During her first year as a track and field student-athlete at Elon, Madison George ’23 had to order pole vaulting shoes from overseas because she couldn’t find any in the U.S. in her size. Even those were not a perfect fit, as she quickly discovered that most sport-specific shoes are only available in men’s or unisex sizes.

Rather than accepting her less-than-ideal footwear, the engineering major from Scottsdale, Arizona, dedicated her time at Elon to creating a solution that could benefit women pole vaulters everywhere.

Armed with a grant from Elon’s Maker Hub, which provides students with $300 and other resources to bring an idea to life, she immediately set her sights on developing the first women’s pole vaulting shoe. She taught herself SolidWorks, a sophisticated 3D modeling platform, and 3D printed prototypes of the shoe’s bottom spike plate.

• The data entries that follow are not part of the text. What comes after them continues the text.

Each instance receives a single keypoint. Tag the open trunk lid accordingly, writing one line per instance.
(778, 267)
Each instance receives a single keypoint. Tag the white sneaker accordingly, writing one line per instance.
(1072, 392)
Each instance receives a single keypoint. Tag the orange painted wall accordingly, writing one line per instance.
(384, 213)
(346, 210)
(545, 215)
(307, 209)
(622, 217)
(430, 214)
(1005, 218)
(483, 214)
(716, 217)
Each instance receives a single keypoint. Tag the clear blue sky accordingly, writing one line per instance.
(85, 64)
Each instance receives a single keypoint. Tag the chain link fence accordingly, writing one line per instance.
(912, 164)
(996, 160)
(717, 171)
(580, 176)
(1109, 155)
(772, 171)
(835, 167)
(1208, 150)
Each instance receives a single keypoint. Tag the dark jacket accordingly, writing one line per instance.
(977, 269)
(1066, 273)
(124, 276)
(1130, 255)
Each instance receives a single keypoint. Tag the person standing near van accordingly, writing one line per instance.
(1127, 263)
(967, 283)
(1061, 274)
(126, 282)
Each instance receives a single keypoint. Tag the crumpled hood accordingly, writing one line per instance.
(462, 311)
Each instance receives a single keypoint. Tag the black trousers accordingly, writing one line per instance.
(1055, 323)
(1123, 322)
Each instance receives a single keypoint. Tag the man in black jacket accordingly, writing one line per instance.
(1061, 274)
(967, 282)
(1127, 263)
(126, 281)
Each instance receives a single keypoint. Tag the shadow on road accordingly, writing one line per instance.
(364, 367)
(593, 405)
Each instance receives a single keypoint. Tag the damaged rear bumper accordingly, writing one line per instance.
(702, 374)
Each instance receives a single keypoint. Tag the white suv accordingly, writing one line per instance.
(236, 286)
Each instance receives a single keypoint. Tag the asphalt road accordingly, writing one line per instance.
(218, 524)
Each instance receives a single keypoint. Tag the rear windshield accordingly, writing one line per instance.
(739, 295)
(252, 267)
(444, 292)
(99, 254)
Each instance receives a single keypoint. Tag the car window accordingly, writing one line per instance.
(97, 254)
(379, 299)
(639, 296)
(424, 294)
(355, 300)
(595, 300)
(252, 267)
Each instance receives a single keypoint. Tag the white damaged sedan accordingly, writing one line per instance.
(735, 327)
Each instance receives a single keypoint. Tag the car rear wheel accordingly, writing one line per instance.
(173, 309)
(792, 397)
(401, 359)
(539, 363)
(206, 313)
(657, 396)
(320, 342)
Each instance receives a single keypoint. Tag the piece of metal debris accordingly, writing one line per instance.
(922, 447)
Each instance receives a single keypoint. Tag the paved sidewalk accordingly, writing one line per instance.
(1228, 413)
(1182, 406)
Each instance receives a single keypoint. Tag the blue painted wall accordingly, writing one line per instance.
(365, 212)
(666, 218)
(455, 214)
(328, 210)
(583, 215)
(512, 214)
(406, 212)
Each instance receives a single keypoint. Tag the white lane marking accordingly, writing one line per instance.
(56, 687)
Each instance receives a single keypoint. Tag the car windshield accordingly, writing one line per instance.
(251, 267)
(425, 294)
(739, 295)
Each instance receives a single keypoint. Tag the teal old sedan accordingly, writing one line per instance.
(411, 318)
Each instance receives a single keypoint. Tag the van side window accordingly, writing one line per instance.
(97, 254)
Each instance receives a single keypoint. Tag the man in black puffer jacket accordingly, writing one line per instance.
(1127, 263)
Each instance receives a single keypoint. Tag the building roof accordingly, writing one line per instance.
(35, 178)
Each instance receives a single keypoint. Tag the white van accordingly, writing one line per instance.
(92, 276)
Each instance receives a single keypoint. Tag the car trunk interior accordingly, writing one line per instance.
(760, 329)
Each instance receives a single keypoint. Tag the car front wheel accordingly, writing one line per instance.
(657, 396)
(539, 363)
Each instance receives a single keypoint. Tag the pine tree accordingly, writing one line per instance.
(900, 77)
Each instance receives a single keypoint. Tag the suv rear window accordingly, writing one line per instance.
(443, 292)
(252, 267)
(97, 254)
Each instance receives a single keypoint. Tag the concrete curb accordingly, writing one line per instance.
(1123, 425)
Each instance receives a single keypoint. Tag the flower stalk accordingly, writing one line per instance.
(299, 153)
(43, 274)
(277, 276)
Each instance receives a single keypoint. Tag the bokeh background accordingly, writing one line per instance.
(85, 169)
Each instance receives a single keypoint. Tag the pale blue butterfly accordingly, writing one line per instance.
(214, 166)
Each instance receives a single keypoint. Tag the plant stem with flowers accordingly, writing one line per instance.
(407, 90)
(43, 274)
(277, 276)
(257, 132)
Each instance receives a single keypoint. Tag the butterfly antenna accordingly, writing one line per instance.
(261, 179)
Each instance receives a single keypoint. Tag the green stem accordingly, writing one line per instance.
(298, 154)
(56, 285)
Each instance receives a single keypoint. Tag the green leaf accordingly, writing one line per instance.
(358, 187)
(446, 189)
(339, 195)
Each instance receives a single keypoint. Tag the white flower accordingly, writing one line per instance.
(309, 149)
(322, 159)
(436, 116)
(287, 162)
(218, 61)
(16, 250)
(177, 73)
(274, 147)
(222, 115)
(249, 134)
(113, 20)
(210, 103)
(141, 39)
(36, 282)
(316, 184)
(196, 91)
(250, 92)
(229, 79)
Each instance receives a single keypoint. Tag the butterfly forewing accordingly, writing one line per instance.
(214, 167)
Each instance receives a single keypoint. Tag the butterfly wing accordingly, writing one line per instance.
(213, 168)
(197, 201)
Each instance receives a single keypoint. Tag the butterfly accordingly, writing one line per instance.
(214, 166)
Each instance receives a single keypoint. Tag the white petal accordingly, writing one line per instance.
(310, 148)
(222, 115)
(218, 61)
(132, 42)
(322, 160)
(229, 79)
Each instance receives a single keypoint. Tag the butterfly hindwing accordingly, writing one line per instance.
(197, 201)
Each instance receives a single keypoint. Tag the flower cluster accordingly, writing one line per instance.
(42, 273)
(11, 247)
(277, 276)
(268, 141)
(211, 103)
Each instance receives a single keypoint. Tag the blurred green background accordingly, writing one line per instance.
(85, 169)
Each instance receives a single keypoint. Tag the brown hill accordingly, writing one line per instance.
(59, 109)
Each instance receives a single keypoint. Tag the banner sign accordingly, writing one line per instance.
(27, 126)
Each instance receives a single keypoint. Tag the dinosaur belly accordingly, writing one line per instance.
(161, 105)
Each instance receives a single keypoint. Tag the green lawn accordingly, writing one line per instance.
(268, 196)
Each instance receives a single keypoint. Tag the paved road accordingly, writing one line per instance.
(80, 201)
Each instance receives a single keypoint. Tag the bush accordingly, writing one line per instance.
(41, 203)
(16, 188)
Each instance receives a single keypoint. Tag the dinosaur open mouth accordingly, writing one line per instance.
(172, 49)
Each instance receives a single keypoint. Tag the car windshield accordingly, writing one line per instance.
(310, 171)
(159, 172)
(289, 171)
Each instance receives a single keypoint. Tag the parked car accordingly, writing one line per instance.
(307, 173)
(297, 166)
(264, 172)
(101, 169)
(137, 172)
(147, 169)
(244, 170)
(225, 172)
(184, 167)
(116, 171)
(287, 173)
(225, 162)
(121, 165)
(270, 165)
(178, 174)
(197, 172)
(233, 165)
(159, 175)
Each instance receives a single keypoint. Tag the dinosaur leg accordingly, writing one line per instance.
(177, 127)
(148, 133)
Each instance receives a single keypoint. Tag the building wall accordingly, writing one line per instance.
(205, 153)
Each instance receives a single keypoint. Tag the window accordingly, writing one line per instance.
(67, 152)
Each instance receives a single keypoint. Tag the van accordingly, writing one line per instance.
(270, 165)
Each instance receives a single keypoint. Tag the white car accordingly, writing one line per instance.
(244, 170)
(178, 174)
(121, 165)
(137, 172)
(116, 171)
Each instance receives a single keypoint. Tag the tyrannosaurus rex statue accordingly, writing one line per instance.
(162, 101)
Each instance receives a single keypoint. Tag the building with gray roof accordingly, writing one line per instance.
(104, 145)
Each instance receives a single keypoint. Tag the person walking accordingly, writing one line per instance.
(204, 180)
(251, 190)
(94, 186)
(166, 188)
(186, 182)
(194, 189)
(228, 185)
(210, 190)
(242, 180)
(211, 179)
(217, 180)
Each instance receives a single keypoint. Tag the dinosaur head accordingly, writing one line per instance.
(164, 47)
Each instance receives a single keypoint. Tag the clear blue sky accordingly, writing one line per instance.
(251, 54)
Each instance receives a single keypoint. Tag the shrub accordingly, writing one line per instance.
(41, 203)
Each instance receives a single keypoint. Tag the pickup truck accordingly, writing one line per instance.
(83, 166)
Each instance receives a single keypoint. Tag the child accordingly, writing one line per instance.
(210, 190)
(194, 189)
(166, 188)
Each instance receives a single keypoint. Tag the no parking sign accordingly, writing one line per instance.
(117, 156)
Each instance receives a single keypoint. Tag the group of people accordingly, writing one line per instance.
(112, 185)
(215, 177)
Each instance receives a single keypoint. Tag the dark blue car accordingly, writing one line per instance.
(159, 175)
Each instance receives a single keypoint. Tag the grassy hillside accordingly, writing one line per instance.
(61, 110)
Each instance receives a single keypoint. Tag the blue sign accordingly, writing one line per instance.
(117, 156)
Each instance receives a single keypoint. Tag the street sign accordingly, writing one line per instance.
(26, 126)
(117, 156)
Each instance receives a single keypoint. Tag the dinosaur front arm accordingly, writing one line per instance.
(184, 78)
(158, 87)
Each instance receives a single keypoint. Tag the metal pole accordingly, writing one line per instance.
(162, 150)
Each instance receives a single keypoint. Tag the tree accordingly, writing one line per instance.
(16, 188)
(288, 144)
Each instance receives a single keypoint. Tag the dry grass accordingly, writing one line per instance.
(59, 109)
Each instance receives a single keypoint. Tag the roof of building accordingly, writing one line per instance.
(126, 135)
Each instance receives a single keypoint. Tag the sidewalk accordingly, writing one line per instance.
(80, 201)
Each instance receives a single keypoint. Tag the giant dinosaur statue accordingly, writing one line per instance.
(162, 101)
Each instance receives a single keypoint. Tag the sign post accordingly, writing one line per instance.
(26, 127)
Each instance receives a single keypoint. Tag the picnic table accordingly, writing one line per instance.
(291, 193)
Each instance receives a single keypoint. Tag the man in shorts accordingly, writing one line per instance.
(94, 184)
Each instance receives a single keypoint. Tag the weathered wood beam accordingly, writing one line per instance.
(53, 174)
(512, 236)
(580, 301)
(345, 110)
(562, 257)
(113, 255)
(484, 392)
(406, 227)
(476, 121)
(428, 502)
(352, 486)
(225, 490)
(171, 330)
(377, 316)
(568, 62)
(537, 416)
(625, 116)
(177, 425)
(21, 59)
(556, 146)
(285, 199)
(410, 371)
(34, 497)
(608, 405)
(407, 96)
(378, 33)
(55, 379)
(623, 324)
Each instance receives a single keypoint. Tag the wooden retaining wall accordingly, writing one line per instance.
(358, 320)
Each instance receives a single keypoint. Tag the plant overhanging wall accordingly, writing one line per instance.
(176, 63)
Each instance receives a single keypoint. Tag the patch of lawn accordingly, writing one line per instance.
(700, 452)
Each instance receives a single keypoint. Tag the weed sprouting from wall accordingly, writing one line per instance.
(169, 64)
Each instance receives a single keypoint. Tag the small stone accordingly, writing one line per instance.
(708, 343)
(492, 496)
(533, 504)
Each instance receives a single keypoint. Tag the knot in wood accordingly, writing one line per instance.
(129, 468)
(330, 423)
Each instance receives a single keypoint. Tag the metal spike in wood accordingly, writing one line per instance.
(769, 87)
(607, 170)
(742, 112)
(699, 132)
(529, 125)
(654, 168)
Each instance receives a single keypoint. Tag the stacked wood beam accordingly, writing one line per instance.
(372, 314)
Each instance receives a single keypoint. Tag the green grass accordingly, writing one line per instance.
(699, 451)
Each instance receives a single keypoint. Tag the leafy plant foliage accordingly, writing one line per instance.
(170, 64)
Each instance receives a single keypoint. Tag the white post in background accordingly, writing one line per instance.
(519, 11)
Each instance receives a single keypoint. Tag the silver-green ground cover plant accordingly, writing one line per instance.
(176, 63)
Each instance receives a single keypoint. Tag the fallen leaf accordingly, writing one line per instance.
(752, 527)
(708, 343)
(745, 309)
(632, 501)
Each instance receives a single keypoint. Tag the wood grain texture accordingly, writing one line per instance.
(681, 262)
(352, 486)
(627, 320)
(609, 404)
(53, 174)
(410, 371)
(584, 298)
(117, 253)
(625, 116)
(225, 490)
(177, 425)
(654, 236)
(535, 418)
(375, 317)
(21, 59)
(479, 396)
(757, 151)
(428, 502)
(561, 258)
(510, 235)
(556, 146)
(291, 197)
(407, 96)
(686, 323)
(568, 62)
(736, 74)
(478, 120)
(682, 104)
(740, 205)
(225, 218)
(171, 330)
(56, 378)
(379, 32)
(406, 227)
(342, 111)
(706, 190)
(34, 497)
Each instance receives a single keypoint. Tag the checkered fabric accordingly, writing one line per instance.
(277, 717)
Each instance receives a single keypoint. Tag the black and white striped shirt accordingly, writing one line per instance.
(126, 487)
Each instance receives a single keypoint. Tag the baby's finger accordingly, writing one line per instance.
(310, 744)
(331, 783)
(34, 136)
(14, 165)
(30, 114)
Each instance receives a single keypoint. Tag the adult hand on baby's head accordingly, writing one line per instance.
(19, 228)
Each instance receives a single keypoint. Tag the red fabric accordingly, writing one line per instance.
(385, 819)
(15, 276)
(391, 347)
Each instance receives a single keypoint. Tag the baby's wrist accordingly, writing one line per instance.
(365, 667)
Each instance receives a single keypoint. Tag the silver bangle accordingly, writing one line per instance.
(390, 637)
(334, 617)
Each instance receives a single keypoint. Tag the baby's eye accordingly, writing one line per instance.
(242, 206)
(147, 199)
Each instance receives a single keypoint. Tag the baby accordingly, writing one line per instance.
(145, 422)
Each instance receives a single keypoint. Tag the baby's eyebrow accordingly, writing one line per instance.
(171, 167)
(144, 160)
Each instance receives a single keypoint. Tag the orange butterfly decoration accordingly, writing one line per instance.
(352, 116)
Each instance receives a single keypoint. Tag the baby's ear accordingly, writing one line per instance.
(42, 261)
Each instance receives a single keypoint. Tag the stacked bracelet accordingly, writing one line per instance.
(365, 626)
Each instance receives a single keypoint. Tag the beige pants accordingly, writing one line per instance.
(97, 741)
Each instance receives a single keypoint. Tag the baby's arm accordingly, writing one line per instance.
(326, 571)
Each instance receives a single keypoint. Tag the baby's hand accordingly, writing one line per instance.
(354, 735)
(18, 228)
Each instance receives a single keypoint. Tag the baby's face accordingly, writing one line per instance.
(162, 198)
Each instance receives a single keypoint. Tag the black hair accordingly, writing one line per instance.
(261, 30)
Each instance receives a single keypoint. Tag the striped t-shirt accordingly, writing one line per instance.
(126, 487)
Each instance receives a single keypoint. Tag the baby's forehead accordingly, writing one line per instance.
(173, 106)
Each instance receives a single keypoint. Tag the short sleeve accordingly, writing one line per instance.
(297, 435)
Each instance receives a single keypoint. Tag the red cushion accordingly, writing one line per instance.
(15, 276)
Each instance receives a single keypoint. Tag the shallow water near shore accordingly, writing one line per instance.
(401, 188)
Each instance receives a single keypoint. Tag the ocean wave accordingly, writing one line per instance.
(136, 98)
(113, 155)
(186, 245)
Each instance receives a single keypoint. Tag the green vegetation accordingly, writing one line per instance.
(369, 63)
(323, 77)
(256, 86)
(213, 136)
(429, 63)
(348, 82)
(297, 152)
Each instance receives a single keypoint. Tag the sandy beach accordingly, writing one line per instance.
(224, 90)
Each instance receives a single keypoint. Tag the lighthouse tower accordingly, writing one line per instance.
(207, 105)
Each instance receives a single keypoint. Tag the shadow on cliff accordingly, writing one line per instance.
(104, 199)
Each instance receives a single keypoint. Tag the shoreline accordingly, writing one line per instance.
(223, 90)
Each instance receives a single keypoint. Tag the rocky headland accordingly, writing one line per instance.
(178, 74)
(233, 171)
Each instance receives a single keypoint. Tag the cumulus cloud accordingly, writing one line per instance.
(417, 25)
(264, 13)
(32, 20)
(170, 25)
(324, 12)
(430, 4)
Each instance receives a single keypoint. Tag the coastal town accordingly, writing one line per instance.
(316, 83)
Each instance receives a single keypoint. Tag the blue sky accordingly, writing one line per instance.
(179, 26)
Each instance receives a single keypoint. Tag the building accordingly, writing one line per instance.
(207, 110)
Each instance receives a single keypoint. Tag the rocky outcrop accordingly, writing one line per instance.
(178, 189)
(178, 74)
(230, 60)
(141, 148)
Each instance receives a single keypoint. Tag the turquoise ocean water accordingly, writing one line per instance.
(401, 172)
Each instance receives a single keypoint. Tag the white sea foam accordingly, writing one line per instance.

Then the COVID-19 pandemic struck. While it prevented her from pursuing the project further, it also gave her time to clarify her focus and expand the idea into her Honors Fellows thesis. She realized she needed to take a more scientific approach.

“Why is a pole vaulting shoe made the way it is? Because when you look at the three brands that produce pole vault spikes, they’re so different,” she says. “The spikes are in different places, the number of spikes varies, the heels have different levels of cushioning.”

By the time George returned to campus, she had a plan. She studied the biomechanics of women athletes and conducted a materials analysis of existing pole vaulting shoes, then used that data to create her own “scientifically backed” gender-specific shoe.

All of my experiences at Elon have empowered me to see challenges as opportunities to instill change for the better.

George teamed with two Elon mentors to advise her throughout the interdisciplinary project — Assistant Professor of Physical Therapy Education Shefali Christopher on the sport science side and Associate Professor of Engineering Scott Wolter on the engineering and design side.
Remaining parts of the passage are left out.